Doente do sexo feminino, de 74 anos, com diagnóstico de estenose da papila duodenal como complicação tardia de ressecção endoscópica de tumor da ampola de Vater (adenoma tubulo-viloso com displasia de baixo grau, com margens livres de lesão). A doente foi internada por colangite aguda e sépsis (icterícia, febre alta, taquicárdia, prostração, leucocitose e trombocitopenia), com evidência ecográfica de dilatação das vias biliares e coledocolitíase. Após várias tentativas não conseguidas de canulação da via biliar por CPRE (por impossibilidade de identificar a papila estenosada), optou-se pela abordagem rendezvous ecoendoscopia-CPRE.

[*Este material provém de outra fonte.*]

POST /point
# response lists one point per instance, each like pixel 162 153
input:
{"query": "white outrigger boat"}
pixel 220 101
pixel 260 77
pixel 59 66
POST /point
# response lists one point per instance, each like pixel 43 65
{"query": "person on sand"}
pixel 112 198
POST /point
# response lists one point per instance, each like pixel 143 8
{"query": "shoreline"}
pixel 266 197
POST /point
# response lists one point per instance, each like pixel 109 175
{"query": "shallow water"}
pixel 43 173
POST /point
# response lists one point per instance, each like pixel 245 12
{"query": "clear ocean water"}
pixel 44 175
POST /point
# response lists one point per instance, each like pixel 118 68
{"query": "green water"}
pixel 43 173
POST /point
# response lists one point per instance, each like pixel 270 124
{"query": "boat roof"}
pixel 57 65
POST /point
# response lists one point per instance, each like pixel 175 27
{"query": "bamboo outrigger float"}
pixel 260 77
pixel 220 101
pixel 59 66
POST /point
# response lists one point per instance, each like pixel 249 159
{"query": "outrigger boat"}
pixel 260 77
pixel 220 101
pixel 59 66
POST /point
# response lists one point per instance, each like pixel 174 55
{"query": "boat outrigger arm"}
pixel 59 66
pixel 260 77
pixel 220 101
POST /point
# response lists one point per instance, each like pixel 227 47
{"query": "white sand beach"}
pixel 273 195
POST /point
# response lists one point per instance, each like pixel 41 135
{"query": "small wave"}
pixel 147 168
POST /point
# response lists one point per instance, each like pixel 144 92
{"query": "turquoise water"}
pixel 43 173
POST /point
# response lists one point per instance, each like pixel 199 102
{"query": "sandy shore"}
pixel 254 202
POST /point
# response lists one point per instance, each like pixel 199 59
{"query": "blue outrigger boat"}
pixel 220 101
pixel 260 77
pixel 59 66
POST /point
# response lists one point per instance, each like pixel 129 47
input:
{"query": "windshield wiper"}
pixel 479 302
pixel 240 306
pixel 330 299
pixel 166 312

O procedimento foi realizado sob sedação profunda, sob controlo fluoroscópico simultâneo. A ecoendoscopia documentou dilatação da VBP, com sludge e litíase na sua extremidade distal (Figura 1).

Figura 1. Ecoendoscopia linear (bulbo). Dilatação da VBP, com sludge e litíase.

Após punção transduodenal da VBP guiada por ecoendoscopia, utilizando uma agulha 19G, procedeu-se à injecção de contraste na via biliar e à passagem de fio-guia (0.35) no sentido distal através da papila obstruída (Figuras 2 e 3).

Figura 2. Ecoendoscopia linear (bulbo duodenal). Punção transbulbar da VBP.

Figura 3. Fluoroscopia. Após punção da VBP e obtenção de colangiograma, passagem de fio guia no sentido distal, franqueando a papila obstruída.

 

Após passagem do fio guia através da papila obstruída, foi removido o ecoendoscópio e introduzido o duodenoscópio (para a realização de CPRE), mantendo o fio-guia previamente colocado por ecoendoscopia na posição transbulbar – transcolédoco – transpapilar (Figura 4).

Figura 4. Fluoroscopia e duodenoscopia. Fio-guia transpapilar (permitindo a realização sequencial de CPRE).

 

Foi então realizada CPRE, com canulação retrógrada da papila com esficterótomo (assistida pelo fio-guia colocado por ecoendoscopia), seguida de dilatação da papila (esfincteroplastia) com balão CRE até 12mm de diâmetro (Figura 5).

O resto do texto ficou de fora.